EXPOSITION Des Katchinas à l’ombre des barreaux, ou comment s’évader en rêve

11 May

Pour l’âme, il n’existe ni cachot
Ni prison qui la retiennent

Sor Juana Inés de la Cruz, poétesse mexicaine, 17e siècle.

Les poupées Katchinas des Hopi d’Arizona sont des icônes de la culture amérindienne. Destinées à “l’éducation” des enfants, ces figurines de bois représentent tous les éléments terrestres et cosmiques. L’originalité, la variété et la beauté de ces poupées ont inspiré depuis longtemps poètes et artistes et, comme l’art océanien ou africain, elles sont même devenues des emblèmes pour les surréalistes. Mais qu’elles franchissent les murs d’une prison est une autre et bien singulière histoire.
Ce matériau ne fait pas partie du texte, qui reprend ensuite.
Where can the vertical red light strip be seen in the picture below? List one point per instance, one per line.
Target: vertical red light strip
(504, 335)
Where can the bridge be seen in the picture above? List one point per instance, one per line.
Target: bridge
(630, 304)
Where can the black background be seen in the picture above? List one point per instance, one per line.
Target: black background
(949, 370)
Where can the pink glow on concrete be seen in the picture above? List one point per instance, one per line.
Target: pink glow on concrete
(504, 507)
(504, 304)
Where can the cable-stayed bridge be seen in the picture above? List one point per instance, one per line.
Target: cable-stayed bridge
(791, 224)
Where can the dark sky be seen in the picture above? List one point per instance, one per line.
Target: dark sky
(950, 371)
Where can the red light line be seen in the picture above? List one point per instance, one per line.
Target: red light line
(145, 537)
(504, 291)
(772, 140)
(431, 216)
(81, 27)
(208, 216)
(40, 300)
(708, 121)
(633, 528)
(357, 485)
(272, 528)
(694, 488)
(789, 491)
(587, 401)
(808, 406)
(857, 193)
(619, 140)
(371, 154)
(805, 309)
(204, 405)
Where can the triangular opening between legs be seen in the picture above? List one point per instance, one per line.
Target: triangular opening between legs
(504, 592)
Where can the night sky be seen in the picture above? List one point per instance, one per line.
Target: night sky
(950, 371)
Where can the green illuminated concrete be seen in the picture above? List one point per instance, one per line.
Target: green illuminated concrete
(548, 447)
Il y a parfois dans les prisons des ateliers de création ou de travaux manuels, lieux de respiration où l’esprit de ceux qui sont enfermés peut écarter un instant les barreaux. Anouk Gressot, céramiste plasticienne, a animé pendant 17 ans des ateliers pour femmes à la prison genevoise de Champ-Dollon. Férue d’histoire de l’Art, elle a déjà fait découvrir aux détenues l’art égyptien, islamique, précolombien, et en 2015 ces poupées des Indiens Hopi. Pas de discours ni de cours, mais des livres que l’on feuillette, des images que ces femmes découvrent souvent avec étonnement, parfois avec inquiétude (quelle magie se cache derrière ces objets étranges ?), ou avec un sentiment de familiarité (les Indiens sont les victimes d’une histoire douloureuse). Dans ces ateliers, rien n’est stable, défini, on y vient, on en repart, pas de sélection. Le travail est collectif pour cette vingtaine de femmes ; chacune y va de son talent, de ses apprentissages, « avec sa culture, son parcours de vie, ses souffrances, ses colères, ses ratés, ses désirs et ses espérances », comme l’écrit Anouk Gressot. Certaines sont plus douées pour travailler la glaise, d’autres pour la couture ou la peinture ; les objets réalisés n’appartiennent à personne. Elles savent qu’elles vont gagner un petit pécule pour leur participation, alors forcément ça les encourage. Chacune met littéralement la main à la pâte, y compris les gardiennes d’atelier que les détenues méfiantes voient alors sous un autre jour.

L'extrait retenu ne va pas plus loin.